Innovation and R&D Innovation is clearly Abeona’s core asset. It combines two advanced gene‑therapy approaches: viral vectors for in‑body gene delivery and retroviral methods for modifying a patient’s own cells outside the body. The AIM capsid library gives it a potentially more precise and flexible way to target tissues, especially in the eye, and has been attractive enough to draw outside licensing interest. The ophthalmic pipeline is early but strategically promising, and prior out‑licensing of a program to a larger partner shows it can monetize assets beyond its own commercialization capacity.
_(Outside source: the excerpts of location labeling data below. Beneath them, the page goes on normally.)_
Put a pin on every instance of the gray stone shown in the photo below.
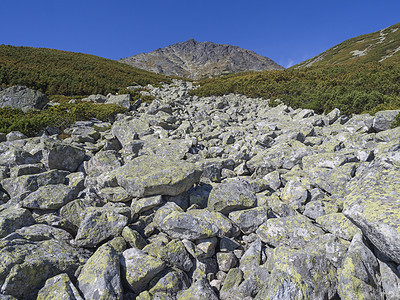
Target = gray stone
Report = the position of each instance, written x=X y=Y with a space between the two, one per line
x=22 y=98
x=150 y=175
x=384 y=119
x=121 y=100
x=226 y=261
x=185 y=226
x=12 y=219
x=294 y=231
x=200 y=289
x=59 y=287
x=373 y=205
x=139 y=268
x=358 y=277
x=291 y=277
x=98 y=225
x=49 y=197
x=100 y=277
x=26 y=265
x=249 y=220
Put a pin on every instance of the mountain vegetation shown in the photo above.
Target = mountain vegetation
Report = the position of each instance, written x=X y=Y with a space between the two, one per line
x=379 y=46
x=56 y=72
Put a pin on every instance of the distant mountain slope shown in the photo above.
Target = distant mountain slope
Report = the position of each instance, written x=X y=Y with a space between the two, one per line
x=380 y=46
x=67 y=73
x=197 y=60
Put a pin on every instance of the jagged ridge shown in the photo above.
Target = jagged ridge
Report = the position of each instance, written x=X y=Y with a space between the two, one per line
x=196 y=60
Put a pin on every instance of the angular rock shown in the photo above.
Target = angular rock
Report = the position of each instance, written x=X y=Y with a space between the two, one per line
x=139 y=268
x=27 y=265
x=339 y=225
x=200 y=289
x=294 y=231
x=292 y=278
x=373 y=207
x=100 y=277
x=49 y=197
x=358 y=277
x=150 y=175
x=185 y=226
x=230 y=196
x=30 y=183
x=12 y=219
x=59 y=287
x=249 y=220
x=98 y=225
x=22 y=98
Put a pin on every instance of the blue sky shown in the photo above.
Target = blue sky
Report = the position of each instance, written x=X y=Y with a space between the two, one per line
x=286 y=31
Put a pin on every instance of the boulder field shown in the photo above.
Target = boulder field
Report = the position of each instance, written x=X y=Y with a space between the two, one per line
x=203 y=198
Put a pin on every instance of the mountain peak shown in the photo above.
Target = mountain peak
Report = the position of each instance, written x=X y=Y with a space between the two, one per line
x=193 y=59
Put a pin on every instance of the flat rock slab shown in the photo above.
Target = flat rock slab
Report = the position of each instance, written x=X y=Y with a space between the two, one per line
x=373 y=205
x=293 y=231
x=139 y=268
x=152 y=175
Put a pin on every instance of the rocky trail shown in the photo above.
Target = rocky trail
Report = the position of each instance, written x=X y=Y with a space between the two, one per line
x=203 y=198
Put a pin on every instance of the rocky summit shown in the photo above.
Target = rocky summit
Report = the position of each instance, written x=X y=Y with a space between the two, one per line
x=196 y=60
x=203 y=198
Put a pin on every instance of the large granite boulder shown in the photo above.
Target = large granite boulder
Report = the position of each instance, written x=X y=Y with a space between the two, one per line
x=22 y=98
x=373 y=205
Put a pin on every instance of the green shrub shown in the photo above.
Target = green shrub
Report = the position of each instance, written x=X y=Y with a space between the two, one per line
x=33 y=122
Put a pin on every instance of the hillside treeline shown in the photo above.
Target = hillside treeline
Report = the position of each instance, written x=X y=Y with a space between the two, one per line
x=56 y=72
x=353 y=88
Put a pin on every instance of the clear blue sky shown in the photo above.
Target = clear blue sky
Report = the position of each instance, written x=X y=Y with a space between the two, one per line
x=286 y=31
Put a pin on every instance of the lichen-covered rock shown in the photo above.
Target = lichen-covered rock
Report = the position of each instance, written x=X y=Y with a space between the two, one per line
x=251 y=259
x=30 y=183
x=373 y=206
x=185 y=226
x=292 y=278
x=174 y=254
x=230 y=196
x=200 y=289
x=22 y=98
x=358 y=277
x=151 y=175
x=384 y=119
x=139 y=268
x=249 y=220
x=12 y=219
x=26 y=265
x=59 y=287
x=100 y=277
x=129 y=129
x=49 y=197
x=133 y=238
x=223 y=223
x=292 y=231
x=59 y=155
x=169 y=282
x=147 y=203
x=103 y=161
x=339 y=225
x=98 y=225
x=390 y=278
x=121 y=100
x=231 y=284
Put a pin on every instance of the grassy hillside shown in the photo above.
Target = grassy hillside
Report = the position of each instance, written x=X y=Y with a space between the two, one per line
x=380 y=46
x=352 y=88
x=56 y=72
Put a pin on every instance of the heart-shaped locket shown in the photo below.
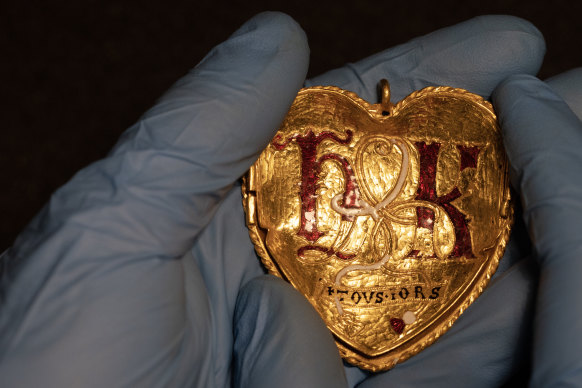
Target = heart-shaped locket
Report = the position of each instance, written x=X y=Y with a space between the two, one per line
x=389 y=219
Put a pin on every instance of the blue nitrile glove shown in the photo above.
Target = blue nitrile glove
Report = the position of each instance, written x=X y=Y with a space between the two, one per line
x=131 y=275
x=543 y=138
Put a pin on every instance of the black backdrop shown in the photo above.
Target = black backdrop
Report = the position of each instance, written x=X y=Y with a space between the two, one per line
x=75 y=74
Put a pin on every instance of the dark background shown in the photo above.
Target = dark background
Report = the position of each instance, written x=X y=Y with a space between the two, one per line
x=75 y=74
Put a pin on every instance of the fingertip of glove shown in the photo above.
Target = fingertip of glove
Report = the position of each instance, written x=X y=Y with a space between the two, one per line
x=520 y=45
x=281 y=31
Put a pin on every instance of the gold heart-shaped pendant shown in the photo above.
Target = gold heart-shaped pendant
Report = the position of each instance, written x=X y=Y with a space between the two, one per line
x=390 y=219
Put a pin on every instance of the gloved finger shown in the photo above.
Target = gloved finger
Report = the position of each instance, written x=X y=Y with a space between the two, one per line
x=485 y=345
x=226 y=259
x=468 y=55
x=543 y=139
x=567 y=85
x=102 y=245
x=281 y=341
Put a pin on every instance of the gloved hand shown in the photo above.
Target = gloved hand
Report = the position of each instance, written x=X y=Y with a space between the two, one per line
x=132 y=273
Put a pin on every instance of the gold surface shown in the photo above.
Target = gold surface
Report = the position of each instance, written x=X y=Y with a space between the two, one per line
x=390 y=219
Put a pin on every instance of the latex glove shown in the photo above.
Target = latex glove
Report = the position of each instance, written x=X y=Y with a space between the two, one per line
x=130 y=275
x=543 y=138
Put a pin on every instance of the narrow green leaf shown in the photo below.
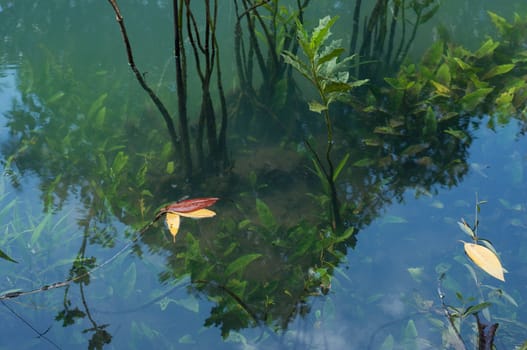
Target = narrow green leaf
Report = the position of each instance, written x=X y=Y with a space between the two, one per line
x=443 y=74
x=6 y=257
x=497 y=70
x=129 y=280
x=55 y=97
x=457 y=134
x=317 y=107
x=476 y=308
x=471 y=100
x=339 y=167
x=334 y=53
x=347 y=234
x=487 y=48
x=96 y=105
x=241 y=263
x=364 y=162
x=265 y=215
x=40 y=227
x=322 y=32
x=119 y=162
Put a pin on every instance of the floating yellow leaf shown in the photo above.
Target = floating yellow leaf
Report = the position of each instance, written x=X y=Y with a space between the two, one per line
x=197 y=214
x=172 y=220
x=485 y=259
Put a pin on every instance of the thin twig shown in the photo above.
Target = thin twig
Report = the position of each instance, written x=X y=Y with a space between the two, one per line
x=140 y=78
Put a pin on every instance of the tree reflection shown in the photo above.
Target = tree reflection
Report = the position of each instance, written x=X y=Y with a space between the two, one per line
x=262 y=259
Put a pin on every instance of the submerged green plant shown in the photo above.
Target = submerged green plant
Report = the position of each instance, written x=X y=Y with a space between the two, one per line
x=331 y=80
x=455 y=315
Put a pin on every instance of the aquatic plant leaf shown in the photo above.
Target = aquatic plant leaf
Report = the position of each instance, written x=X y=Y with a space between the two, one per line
x=499 y=22
x=197 y=214
x=463 y=65
x=172 y=220
x=188 y=205
x=129 y=280
x=497 y=70
x=485 y=259
x=471 y=310
x=332 y=54
x=322 y=32
x=96 y=105
x=265 y=215
x=487 y=48
x=339 y=167
x=432 y=56
x=6 y=257
x=241 y=263
x=317 y=107
x=472 y=99
x=441 y=89
x=458 y=134
x=443 y=75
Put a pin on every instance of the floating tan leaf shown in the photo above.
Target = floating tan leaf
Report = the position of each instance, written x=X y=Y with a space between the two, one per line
x=485 y=259
x=172 y=220
x=197 y=214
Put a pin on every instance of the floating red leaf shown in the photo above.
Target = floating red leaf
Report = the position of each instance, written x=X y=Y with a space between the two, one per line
x=189 y=205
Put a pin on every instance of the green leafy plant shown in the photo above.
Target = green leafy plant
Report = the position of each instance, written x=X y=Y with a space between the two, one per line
x=485 y=257
x=331 y=79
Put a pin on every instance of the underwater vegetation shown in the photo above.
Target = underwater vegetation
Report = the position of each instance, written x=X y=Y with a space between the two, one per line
x=314 y=140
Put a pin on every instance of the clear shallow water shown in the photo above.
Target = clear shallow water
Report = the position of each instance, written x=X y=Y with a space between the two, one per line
x=373 y=295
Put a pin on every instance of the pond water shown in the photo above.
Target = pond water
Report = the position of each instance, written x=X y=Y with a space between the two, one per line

The main R&D risks are the usual ones in biotech: technical failure, regulatory delays, and the fact that success currently hinges on a relatively small number of key programs.


Summary

Overall, Abeona looks like a high‑science, early commercial‑stage biotech with meaningful upside potential but typical small‑cap biotech risks. Financial statements show a company still living on investment and external funding rather than recurring revenue, though the PRV sale appears to have eased near‑term pressure. Strategically, it benefits from a first‑in‑class approved therapy in a serious rare disease, regulatory exclusivity, and proprietary technology platforms that support a broader pipeline and partnerships. The big variables to watch are how well the ZEVASKYN launch goes, how payers respond on pricing and reimbursement, how quickly the eye‑disease programs advance, and how carefully management manages cash as the company moves from pure R&D into full commercial execution.